The Hawaiian bobtail squid hunt for food at night to hide from predators. They turn on colourful lights inside their bodies to attract prey and to prevent shadows appearing underneath them. The light is provided by bacteria Vibrio fischeri inside their body that lives happily there causing no harm!

Check out the first minute of this video where microbiologist Dr Siouxsie Wiles, an Associate Professor and head of the Bioluminescent Superbugs Lab at the University of Auckland, New Zealand (she did her degree at the University of Edinburgh!), explains how the light that the Hawaiian bobtail squid makes camouflages them:

YouTube Video: The Hawaiian bobtail squid - when science and nature collide

The blue-ringed octopus lives deep in the sea. They can protect themselves from the prey by first poisoning and then eating it. But they cannot make the toxic substance on their own… they need bacteria called Vibrio to make the toxin, which lives in their saliva.

The blue-ringed octopus sends out a warning signal to tell predators that it is poisonous. Check out this video of a blue-lined octopus, a member of the blue-ringed octopus group, to see what this signal is:

Blue Ringed Octopus

These are examples of a symbiotic relationship – where the microbe lives together with the other species. In these cases, one species (the leaf-cutter ant, the squid or the octopus) benefits from the other (the microbe) but no harm is caused to either of them. Not every symbiotic relationship is helpful.
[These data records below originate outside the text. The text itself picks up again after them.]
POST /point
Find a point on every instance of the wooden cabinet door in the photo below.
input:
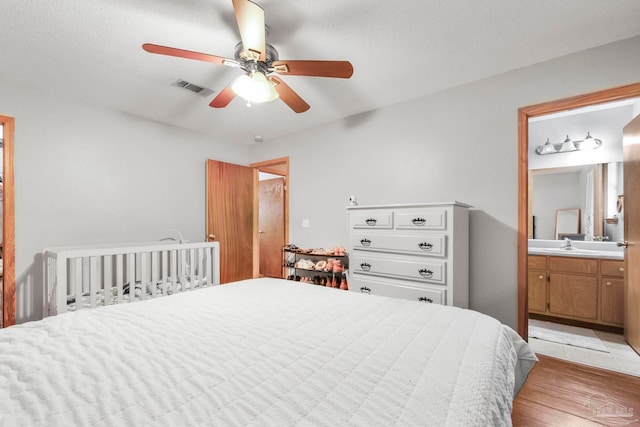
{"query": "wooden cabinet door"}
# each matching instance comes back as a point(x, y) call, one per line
point(612, 292)
point(537, 291)
point(573, 295)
In our final fact, we return to lichens, which you hunted for earlier this week, they are another example of a symbiotic relationship.
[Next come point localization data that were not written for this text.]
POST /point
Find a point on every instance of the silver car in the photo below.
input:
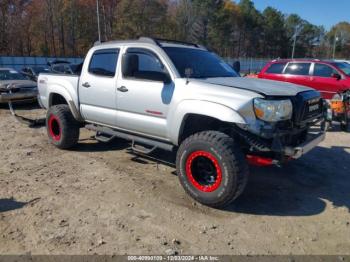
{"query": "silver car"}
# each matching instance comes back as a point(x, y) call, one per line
point(14, 86)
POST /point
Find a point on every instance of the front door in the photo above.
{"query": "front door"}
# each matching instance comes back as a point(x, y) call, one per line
point(97, 87)
point(143, 103)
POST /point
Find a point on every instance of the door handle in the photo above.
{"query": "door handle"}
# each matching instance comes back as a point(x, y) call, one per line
point(87, 85)
point(122, 89)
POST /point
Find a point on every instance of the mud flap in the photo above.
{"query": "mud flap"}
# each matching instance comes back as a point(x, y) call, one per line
point(27, 121)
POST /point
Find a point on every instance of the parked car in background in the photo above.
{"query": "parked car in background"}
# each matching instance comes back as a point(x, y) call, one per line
point(331, 78)
point(15, 86)
point(33, 71)
point(343, 61)
point(328, 77)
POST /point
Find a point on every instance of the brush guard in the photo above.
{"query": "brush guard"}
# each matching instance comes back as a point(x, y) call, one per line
point(340, 105)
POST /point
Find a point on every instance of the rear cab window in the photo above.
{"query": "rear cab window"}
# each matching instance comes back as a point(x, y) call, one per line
point(276, 68)
point(323, 70)
point(301, 69)
point(104, 62)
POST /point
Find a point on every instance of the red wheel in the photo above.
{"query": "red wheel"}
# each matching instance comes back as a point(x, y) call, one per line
point(203, 171)
point(211, 168)
point(62, 128)
point(54, 128)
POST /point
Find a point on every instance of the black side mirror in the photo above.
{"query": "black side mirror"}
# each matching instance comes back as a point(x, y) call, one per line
point(153, 76)
point(336, 76)
point(236, 66)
The origin of plants is thanks to microbes

Watch this video which features Chris, one of our microbiologists, as he explains why plants are green!

Chris Earl
Meet the Scientist - Chris Earl

Chris Earl was born in Dundee and completed a Molecular Biology degree and a Ph.D. in Microbiology both at the University of Dundee. Still based here, Chris is now investigating how some species of bacteria can inject toxins into other bacteria to kill them. The benefit of this, is that by removing competitors from the environment the bacteria now no longer compete for the same scarce, vital nutrients. These toxins may one day be used by humans as antibiotics to kill harmful bacteria which cause human disease.